L’équateur resta longtemps un sujet de perplexité. Robert Challe, écrivain de la Compagnie des Indes remarquait en mars 1690 à bord de l’Écueil : « Il n’y a que deux cents lieues d’ici la ligne ; mais c’est le plus difficile du voyage que d’en approcher ou de s’en éloigner, à cause des calmes fréquents qui y règnent ; outre qu’on va en montant contre la situation du monde ». Ce qui ne signifiait pas grand chose, sinon que l’équateur constituait dans son esprit une évidente anomalie géographique.
L’équateur fut franchi pour la première fois en 1471, après cinquante-six ans d’investigations portugaises de la mer des Ténèbres dédramatisée. Un second mythe s’effondra. Dans ces parages redoutés depuis la géographie grecque, rien n’entravait la progression des caravelles, sinon des calmes éprouvants. La volte, l’option météorologique vers les vents porteurs fit plus tard traverser obliquement l’Atlantique suivant le flux des alizés, avant de revenir vers le cap de Bonne Espérance en profitant des vents d’ouest des latitudes sud. Tous les voiliers se pliant à la tyrannie des vents dominants, c’est probablement dans l’Atlantique occidental que naquit la cérémonie festive du franchissement de l’équateur.
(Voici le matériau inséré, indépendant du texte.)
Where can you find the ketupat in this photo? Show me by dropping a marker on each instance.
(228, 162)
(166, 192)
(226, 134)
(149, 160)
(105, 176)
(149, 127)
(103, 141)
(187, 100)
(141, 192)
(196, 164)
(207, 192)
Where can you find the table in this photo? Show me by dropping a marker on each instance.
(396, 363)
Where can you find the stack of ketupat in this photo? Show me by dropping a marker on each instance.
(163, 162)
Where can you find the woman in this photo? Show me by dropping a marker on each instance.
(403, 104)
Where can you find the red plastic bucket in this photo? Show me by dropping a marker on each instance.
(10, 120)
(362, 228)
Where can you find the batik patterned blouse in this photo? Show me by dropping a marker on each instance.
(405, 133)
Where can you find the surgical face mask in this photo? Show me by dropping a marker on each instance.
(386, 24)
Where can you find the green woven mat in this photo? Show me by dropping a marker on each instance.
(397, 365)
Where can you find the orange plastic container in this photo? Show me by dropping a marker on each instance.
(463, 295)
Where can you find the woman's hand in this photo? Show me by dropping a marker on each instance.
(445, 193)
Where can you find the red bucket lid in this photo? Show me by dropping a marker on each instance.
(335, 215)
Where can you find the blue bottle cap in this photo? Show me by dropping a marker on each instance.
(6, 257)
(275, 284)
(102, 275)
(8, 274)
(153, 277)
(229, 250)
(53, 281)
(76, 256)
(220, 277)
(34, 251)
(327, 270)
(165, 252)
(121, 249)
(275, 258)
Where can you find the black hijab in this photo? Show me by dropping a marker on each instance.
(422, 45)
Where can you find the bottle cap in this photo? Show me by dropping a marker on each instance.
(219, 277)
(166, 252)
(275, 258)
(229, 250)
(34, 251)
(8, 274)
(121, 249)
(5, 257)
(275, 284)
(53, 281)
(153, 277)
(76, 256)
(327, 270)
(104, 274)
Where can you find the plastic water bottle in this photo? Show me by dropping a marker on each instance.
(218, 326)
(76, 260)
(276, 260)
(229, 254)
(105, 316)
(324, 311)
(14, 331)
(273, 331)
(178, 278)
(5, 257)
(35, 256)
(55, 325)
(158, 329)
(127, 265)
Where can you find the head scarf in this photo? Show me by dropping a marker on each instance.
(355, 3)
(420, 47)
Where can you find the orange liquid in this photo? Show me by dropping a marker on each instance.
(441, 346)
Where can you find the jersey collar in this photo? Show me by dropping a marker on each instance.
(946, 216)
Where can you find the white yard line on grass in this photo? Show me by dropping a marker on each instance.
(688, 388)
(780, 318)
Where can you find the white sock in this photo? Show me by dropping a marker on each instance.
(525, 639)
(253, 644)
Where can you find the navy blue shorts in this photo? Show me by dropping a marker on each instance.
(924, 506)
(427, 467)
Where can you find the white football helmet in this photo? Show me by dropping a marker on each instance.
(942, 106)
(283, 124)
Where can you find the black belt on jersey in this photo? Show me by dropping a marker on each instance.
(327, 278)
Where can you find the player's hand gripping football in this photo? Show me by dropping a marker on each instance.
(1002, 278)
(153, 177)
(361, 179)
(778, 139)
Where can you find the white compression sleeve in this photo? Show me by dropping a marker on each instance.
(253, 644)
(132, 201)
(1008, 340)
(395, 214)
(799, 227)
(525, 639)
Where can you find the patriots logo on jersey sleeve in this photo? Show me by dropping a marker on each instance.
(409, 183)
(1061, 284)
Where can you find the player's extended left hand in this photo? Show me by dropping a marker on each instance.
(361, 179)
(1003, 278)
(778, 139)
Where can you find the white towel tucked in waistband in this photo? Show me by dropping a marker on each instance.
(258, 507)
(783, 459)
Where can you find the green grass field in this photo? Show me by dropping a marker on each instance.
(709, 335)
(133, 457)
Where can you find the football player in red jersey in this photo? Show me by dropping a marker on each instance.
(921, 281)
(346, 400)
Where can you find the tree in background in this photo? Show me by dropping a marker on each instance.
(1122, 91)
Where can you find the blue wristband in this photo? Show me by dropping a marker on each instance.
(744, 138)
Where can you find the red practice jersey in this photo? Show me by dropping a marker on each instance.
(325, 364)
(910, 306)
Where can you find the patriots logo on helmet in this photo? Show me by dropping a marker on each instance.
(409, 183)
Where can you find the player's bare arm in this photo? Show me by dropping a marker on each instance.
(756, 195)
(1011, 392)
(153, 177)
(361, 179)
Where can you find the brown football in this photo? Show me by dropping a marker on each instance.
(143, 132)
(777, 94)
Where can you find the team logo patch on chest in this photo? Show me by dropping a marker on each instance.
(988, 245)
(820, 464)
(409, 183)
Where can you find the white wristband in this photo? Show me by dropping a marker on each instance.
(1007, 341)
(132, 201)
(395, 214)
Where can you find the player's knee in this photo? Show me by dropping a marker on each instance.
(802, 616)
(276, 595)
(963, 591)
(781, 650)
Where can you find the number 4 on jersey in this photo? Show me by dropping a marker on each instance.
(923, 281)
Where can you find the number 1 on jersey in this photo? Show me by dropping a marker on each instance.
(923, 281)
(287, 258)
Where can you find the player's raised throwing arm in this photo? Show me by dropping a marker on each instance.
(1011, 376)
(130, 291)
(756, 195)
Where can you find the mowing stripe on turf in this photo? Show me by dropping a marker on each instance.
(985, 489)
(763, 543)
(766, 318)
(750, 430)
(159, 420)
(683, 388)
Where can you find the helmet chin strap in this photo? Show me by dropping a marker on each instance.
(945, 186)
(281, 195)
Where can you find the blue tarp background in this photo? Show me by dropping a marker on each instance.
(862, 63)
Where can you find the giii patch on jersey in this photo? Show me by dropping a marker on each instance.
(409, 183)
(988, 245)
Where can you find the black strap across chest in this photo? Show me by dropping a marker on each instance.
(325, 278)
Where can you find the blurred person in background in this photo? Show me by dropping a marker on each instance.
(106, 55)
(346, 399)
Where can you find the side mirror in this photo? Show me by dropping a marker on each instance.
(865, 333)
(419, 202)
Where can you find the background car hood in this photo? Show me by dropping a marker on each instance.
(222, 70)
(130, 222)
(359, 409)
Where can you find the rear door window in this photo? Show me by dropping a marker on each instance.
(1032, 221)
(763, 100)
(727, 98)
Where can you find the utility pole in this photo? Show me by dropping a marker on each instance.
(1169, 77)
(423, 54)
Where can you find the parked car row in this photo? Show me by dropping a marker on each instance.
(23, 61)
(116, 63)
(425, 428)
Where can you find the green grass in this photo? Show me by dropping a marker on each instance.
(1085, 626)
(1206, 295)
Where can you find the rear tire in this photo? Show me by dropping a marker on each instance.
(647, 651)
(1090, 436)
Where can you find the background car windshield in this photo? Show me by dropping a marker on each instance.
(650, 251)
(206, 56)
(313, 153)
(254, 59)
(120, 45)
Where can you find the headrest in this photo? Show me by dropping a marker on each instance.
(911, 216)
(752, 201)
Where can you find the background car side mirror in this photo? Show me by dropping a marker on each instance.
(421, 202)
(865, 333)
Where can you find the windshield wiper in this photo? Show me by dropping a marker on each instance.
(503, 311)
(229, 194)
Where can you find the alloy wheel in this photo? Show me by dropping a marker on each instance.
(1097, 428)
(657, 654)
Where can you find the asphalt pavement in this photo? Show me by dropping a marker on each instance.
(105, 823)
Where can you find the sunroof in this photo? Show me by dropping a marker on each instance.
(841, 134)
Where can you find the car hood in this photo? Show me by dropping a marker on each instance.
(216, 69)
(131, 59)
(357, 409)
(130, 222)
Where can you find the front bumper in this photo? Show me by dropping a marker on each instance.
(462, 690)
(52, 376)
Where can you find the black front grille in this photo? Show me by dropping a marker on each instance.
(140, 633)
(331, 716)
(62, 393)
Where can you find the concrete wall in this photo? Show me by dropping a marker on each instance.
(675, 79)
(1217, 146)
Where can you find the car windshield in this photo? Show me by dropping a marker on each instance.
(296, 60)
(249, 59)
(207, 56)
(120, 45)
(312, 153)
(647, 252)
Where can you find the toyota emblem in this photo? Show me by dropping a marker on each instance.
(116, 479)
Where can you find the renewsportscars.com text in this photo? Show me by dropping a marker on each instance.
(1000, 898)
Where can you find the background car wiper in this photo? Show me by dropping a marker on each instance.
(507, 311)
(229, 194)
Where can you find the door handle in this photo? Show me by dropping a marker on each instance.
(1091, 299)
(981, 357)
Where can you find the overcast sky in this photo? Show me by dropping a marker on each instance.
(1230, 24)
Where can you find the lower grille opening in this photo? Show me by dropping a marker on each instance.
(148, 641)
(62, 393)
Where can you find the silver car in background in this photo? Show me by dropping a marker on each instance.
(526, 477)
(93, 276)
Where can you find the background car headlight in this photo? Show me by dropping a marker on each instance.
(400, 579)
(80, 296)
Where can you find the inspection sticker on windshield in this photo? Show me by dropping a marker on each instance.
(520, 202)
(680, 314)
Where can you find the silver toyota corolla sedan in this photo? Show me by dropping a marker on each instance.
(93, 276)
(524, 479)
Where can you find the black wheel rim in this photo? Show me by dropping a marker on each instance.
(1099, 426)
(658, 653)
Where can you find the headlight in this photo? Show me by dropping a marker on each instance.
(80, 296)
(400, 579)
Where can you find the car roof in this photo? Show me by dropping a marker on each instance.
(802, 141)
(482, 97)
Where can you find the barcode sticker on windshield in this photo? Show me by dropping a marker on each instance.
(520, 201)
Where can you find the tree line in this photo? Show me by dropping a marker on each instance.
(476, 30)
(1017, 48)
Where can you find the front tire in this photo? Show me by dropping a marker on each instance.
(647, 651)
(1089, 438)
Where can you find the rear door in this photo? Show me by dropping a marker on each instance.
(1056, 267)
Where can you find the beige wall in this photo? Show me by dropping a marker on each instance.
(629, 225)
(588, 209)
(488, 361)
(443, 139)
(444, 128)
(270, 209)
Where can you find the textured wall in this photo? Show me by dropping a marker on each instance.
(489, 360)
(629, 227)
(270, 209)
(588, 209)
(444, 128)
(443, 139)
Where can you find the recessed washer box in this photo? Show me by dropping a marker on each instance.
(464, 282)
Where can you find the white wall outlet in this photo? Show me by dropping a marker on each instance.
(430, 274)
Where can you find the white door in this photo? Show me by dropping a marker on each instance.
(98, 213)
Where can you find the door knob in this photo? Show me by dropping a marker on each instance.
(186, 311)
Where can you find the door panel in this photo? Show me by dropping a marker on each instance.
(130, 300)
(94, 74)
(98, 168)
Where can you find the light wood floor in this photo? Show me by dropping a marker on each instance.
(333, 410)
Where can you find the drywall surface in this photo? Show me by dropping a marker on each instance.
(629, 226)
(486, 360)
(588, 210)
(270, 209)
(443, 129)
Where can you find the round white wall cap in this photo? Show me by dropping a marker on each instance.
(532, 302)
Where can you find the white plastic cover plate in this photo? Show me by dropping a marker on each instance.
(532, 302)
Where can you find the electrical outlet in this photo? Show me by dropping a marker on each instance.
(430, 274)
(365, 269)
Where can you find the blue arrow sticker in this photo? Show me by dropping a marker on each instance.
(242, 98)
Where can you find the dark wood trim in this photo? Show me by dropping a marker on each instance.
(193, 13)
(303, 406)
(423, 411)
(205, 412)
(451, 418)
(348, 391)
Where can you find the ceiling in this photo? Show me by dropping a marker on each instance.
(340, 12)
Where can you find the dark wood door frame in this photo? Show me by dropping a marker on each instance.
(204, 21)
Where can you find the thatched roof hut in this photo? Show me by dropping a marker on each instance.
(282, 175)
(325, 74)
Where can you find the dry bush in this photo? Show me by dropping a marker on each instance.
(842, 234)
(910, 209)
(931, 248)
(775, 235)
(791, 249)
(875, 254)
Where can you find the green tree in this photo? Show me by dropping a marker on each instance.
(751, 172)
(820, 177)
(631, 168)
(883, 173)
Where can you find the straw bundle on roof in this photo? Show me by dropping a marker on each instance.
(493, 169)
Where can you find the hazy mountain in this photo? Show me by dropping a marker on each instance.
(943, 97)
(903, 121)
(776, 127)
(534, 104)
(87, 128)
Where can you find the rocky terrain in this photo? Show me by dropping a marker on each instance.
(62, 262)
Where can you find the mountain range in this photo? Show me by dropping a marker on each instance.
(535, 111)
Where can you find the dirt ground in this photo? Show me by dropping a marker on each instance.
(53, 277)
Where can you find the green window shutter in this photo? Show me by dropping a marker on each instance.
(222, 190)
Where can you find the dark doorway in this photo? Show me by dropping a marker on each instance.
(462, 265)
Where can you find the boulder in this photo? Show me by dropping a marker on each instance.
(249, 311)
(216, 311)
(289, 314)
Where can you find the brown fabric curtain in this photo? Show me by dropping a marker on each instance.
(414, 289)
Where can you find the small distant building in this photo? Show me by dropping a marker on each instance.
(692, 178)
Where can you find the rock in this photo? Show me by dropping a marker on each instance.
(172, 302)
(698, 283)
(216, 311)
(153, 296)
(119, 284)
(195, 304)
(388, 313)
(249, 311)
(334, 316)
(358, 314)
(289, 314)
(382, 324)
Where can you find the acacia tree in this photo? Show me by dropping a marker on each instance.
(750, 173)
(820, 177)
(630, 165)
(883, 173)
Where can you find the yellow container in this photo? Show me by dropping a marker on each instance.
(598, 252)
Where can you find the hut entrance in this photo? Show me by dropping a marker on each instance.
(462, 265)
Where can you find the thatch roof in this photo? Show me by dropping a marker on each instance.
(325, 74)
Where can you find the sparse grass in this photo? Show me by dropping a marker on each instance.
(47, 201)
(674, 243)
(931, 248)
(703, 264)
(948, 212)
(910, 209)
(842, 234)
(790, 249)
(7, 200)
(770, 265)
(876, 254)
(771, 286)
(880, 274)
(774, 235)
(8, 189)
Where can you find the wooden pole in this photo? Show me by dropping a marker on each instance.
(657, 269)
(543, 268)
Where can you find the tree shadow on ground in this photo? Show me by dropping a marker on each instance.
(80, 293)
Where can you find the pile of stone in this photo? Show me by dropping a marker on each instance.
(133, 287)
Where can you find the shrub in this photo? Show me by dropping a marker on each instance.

Elle a aujourd’hui la dimension d’un rituel universel puisqu’il a lieu tout au long de l’année, tout autour de la Terre.
Il est difficile de dater le début de la célébration du passage de la ligne. D’abord parce que les récits des traversées de la Carreira da India portugaise se comptent sur les doigts de la main. Le séisme qui détruisit Lisbonne en 1755 y est pour quelque chose, mais les passagers pour l’enfer refusaient le plus souvent de s’étendre sur leur épouvantable traversée. Ensuite parce que les deux journaux exceptionnels de Jean Mocquet et de François Pyrard de Laval dans la première décennie du XVIIe siècle n’en parlent pas. Il se pourrait que la tradition soit née pourtant à cette époque, quand les compagnies nord-européennes courraient aux Indes orientales. C’est à ce moment que l’ombre du Vliegende Hollander, le Hollandais volant maudit commença à planer sur la mer dans les parages du cap de Bonne Espérance.